The New CWE List is Out: There Are A Lot of Familiar Entries

The first step in solving a problem is to recognize that it does exist. Zig Ziglar

It is important for us to know what the weaknesses in computer systems in order to know how to secure them. To that end MITRE maintains lists of computer vulnerabilities and weaknesses in software systems. They recently updated the list of weaknesses the Common Weakness Enumeration.  It is a community-developed list that helps cybersecurity professionals identify weaknesses so they can be addressed. From the site:

“CWE™ is a community-developed list of common software security weaknesses. It serves as a common language, a measuring stick for software security tools, and as a baseline for weakness identification, mitigation, and prevention efforts.”

One major benefit of the list is the “common language” allowing practitioners to discuss the issues in a standard way.

The list of top 25 lists was recently updated.
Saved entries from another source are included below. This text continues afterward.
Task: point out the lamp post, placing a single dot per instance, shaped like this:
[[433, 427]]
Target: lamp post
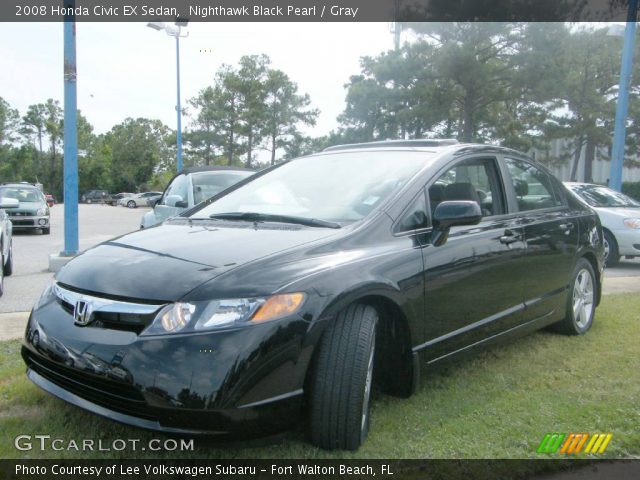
[[70, 171], [176, 32], [617, 152]]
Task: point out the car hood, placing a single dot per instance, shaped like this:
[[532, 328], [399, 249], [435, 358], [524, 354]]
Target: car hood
[[166, 262], [27, 206], [616, 214]]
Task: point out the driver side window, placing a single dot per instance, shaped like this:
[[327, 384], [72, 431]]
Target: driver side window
[[179, 187], [476, 180]]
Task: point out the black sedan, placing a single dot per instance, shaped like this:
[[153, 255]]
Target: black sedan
[[293, 293]]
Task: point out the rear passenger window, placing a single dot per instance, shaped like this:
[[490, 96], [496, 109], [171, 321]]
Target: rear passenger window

Updates to the list may reflect new weaknesses, new mitigations, or more information about weaknesses. Sadly, there has been little change in the top of the top 25 list. Improper Input Validation, SQL Injection, and Information Exposure are still on the list. These and many others from the top of the list are discussed in Learning Tree’s Introduction to Cybersecurity and Introduction to Cybersecurity – a Starter Guide.

The list not only describes the issues in detail but often includes programming examples illustrating the weaknesses as well as instructions on how to avoid those weaknesses in software design and coding.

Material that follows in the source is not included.